# This notebook will pretrain a BERT model on the WikiText-2 dataset

## Let's first load the WikiText-2 dataset

In [None]:
#let's get the data..let's try to use the Hugging Face API

from datasets import load_dataset

# Load the wikitext-2-raw-v1 configuration of the wikitext dataset
raw_datasets = load_dataset("wikitext", "wikitext-2-raw-v1")
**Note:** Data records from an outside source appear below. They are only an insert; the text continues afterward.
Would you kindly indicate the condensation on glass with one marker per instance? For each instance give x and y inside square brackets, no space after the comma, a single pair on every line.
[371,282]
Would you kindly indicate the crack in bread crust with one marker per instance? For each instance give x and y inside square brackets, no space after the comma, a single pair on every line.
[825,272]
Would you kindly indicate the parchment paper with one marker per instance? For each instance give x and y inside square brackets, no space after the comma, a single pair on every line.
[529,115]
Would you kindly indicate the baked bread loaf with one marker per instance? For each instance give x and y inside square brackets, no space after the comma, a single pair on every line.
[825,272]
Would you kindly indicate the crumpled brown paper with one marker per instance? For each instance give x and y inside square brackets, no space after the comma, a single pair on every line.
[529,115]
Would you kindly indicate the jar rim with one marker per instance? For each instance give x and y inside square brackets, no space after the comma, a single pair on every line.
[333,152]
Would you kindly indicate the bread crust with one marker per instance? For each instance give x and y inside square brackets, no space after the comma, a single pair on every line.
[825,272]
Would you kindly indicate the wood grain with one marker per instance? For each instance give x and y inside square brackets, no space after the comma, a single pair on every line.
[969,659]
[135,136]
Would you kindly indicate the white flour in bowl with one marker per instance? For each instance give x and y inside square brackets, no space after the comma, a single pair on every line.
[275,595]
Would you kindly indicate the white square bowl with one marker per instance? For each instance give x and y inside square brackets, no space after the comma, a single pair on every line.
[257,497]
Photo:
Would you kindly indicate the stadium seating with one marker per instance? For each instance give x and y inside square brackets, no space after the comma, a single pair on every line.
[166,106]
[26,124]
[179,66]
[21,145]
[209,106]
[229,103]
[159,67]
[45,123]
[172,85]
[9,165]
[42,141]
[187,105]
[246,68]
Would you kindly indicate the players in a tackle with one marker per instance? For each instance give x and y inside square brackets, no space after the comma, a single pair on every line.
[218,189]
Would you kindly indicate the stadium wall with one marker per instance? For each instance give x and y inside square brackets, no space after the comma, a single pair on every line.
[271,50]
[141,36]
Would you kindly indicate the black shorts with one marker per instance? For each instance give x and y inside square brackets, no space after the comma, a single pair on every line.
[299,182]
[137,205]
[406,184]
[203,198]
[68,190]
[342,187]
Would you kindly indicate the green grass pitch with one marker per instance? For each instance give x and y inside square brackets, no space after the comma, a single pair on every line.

# The 'raw_datasets' object will now contain the dataset, typically split into
# 'train', 'validation', and 'test' splits.
# You can access them like this:
train_data = raw_datasets["train"]
validation_data = raw_datasets["validation"]
test_data = raw_datasets["test"]

print(f"Number of training examples: {len(train_data)}")
print(f"Number of validation examples: {len(validation_data)}")
print(f"Number of test examples: {len(test_data)}")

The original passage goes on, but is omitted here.